Collin breathed.
But the noose around his neck didn’t loosen. Not yet.
“You are dismissed from your jobs effective immediately,” Sol said. “You will report to the North Town training camp at dawn. You will train seven days a week until I say otherwise. Until then... your lives belong to me.”
The finality of the words rang out like the toll of a great iron bell.
Sol consulted the roster.
“Gravis of Nereid. Sky of White Wood. You will be assigned host families during training.”
Then, he rose. In full stature, Sol seemed taller than before—his presence heavier somehow.
“Are there any questions?”
No one breathed.
The question wasn’t an invitation. It was a dare.
When no one spoke, the captain gave a slow, satisfied smile.
“You are excused.”
The word snapped the room’s tension like a trap springing open. Everyone stood, chairs scraping across stone like teeth gnashing.

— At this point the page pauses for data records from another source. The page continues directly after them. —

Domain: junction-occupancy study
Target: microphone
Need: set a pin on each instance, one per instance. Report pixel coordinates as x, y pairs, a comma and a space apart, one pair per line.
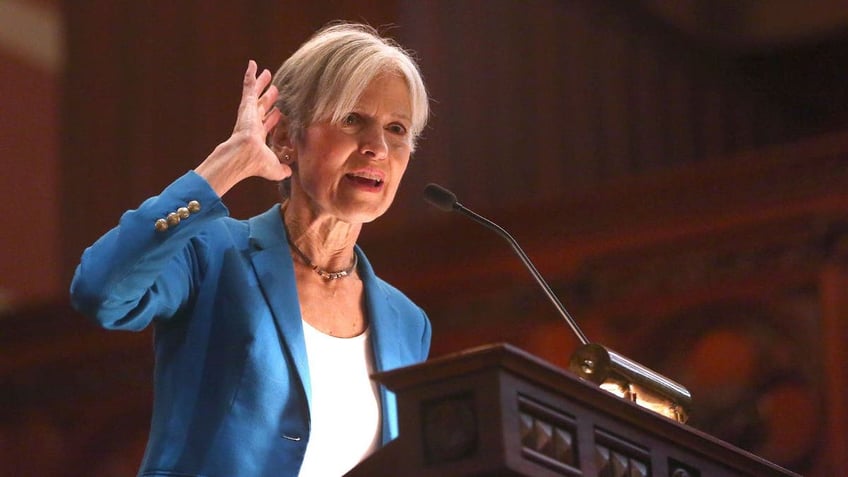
445, 200
594, 362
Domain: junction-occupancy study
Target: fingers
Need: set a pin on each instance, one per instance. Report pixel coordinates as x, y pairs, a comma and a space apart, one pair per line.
271, 120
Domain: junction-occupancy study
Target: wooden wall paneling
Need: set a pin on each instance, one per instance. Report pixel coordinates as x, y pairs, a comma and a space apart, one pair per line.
615, 84
93, 134
647, 119
583, 93
548, 111
834, 285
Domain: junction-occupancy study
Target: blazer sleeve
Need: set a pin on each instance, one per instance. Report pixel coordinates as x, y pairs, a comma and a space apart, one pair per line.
135, 273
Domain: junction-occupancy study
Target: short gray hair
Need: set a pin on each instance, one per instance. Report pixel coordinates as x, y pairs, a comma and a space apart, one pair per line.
325, 77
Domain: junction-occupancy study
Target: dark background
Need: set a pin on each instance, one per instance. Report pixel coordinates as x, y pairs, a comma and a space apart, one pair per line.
677, 171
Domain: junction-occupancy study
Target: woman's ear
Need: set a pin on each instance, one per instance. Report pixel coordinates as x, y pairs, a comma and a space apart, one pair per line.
280, 141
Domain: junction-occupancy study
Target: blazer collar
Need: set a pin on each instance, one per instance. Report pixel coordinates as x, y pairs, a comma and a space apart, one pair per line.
269, 253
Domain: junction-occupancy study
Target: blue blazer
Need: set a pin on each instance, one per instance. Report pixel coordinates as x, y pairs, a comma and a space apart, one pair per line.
232, 391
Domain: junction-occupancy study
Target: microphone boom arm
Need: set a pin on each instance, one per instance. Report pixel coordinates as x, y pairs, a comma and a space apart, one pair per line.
527, 263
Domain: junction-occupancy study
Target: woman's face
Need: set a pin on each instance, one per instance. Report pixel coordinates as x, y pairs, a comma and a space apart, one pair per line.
352, 170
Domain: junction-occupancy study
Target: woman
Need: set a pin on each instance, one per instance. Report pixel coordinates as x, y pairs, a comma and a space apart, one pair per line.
267, 329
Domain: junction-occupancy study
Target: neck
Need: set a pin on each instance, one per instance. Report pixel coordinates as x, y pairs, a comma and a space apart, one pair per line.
323, 243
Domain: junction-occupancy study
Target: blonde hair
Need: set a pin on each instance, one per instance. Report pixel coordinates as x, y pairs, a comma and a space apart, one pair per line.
325, 77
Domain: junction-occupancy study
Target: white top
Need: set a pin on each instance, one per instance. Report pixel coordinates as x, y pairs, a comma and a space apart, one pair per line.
345, 411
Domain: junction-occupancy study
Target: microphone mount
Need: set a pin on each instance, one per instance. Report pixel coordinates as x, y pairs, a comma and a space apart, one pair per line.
593, 362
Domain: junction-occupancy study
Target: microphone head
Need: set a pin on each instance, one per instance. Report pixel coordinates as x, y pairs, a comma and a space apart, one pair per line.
440, 197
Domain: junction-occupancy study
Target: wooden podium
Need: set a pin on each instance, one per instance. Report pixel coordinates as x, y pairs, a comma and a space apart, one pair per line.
499, 411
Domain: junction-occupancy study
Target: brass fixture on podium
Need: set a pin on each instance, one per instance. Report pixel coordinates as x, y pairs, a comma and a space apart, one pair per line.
593, 362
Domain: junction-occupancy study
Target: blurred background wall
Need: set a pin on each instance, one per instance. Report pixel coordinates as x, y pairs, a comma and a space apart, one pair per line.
678, 170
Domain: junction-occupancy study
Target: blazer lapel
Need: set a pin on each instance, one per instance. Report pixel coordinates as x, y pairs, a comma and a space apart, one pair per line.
383, 318
274, 268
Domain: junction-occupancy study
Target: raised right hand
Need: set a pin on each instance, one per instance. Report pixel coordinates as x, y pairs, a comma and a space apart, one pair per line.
245, 153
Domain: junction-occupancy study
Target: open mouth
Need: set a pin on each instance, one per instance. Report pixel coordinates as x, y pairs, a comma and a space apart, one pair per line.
365, 181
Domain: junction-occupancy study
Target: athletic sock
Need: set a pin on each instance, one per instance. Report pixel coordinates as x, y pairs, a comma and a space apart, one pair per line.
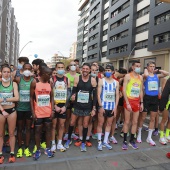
132, 137
150, 133
85, 130
167, 132
53, 142
161, 134
125, 137
99, 136
106, 135
70, 130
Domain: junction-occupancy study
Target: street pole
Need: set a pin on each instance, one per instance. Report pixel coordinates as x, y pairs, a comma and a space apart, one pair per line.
24, 47
127, 64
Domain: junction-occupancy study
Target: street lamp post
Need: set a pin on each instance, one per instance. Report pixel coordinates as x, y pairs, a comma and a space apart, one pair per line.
24, 47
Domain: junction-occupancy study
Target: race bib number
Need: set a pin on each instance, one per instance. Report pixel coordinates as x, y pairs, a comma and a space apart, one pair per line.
109, 97
24, 95
6, 96
152, 85
60, 95
83, 97
43, 100
135, 92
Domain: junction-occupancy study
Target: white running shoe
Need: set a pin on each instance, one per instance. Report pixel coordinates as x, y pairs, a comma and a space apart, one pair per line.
162, 141
151, 142
53, 148
113, 140
61, 147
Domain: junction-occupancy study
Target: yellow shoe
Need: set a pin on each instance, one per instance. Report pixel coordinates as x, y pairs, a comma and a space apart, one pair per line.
43, 145
20, 153
27, 152
35, 149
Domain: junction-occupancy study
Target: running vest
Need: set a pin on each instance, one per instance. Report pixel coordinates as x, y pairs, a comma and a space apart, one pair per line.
84, 95
71, 78
42, 103
133, 87
24, 95
60, 89
6, 92
152, 85
108, 95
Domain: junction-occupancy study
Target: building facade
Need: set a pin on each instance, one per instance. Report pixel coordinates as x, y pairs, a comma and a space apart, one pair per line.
9, 34
118, 31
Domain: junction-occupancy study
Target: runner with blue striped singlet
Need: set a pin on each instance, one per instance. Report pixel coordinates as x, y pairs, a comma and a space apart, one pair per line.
108, 98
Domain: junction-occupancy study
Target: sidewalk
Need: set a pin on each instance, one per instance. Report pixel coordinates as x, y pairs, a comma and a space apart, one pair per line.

No one spoke until the double doors thudded closed behind them.
Niall exhaled sharply. “Seven days a week. That can’t be legal.”
Nic stood frozen for a heartbeat, still pale beneath his usual swagger—then his eyes lit up as they locked on Helen waiting beyond the steps.
He launched himself toward her, swept her into a tight embrace, burying his face in her curls.
“Sweetheart, is everything alright?” she whispered.
Nic threw an arm around her, guiding her away at a brisk pace. “We need to talk about our plans,” he said, voice falsely bright. “Preferably before I’m turned into military-grade compost.”
Collin and Aries crossed the square, the sun hot on their backs.
“I guess my birthday trip’s off,” Collin murmured, barely more than breath. The words tasted hollow, sour—like cheese left out too long.
Aries gave a hard smile that didn’t touch his eyes. “Yeah. Sol owns us now.”
Collin spent the remainder of the day adrift, as if suspended in the eye of a storm that hadn’t yet reached him. Nothing held hisfocus—each task he touched seemed hollow, like going through the motions of someone else’s life. In the garden, his hands worked absently; more than once, he yanked a tender sprout instead of a weed, each mistake a fresh jolt of frustration. He shuffled clutter from one corner to another, convincing himself he was tidying when really, he was just rearranging the chaos to mirror the unrest inside him. Even his glass project, once a refuge, betrayed him—each cut and etch reminded him of Captain Sol’s voice, sharp and cold and echoing with unspoken consequences.
As the house settled into silence, he lay rigid in bed, eyes fixed on the clock. The hands moved, but the weight pressing against his chest didn’t. Tomorrow had already begun to arrive—quietly, relentlessly—and he was nowhere near ready to meet it.